I had last seen Geoff and co in New Hampshire in February 2018, and Barbara this January, so there was quite a lot to catch up on. We wandered downhill in one direction.

Looking backwards and upwards as we started off.
Gongoozlers – that’s what canallers call people who stand and stare.
Barbara admiring an owner-occupied narrowboat, solar panels and all
Sophie, Claire and Barbara watch a lock filling. Out of the sun it was decided chilly until lunchtime

There was wildlife.

On one of the side pounds, holding water in reserve for the nearest lock

There were reflections.

Outside the flight, the distances between locks were not far.

Every lock was dedicated to someone or some group.

As we walked back up to our starting point, Geoff and the girls helped two women holidaying on a hired boat.

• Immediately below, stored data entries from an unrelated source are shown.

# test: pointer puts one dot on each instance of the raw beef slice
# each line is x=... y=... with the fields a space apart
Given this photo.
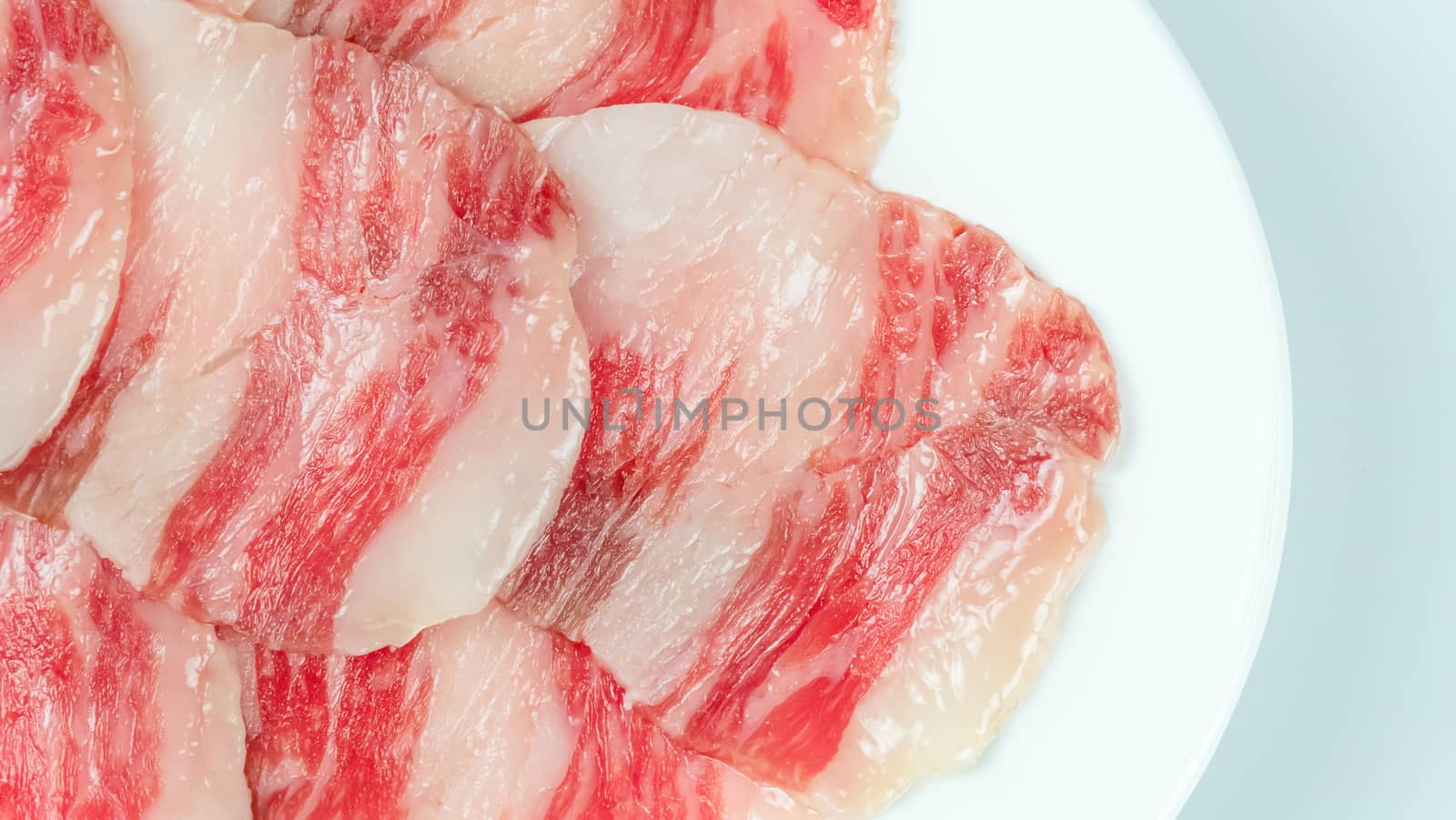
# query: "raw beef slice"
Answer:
x=342 y=284
x=480 y=717
x=113 y=706
x=65 y=208
x=830 y=596
x=815 y=69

It’s so good to have someone to do the locks!

As we went back up we had a good view of that central flight of 16 locks.

Because of water management problems, in fact that day boaters had to be in the first lock in the flight by noon. There is no stopping and mooring up between locks on the flight.

After lunch at the Trust’s café, we had a pleasant walk uphill into the town, with the intention of going round the Wadworth Brewery.

Looking back at some residential narrowboats
It’s just always fun to gongoozle
The brewery

Unfortunately, when we got there we found the afternoon tour was full. So we sat around for a few minutes in the entrance hall, and reflected on what to do next. There were exhibits, including a rather detailed one on the beer-producing process – and lots of different beers on sale in presentation packs.

We decided to meander the mile back to the locks’ cafe, and to have a Marshfield (West Country speciality, highly recommended) ice cream, before dispersing.

A lovely family get-together, blessed by the weather.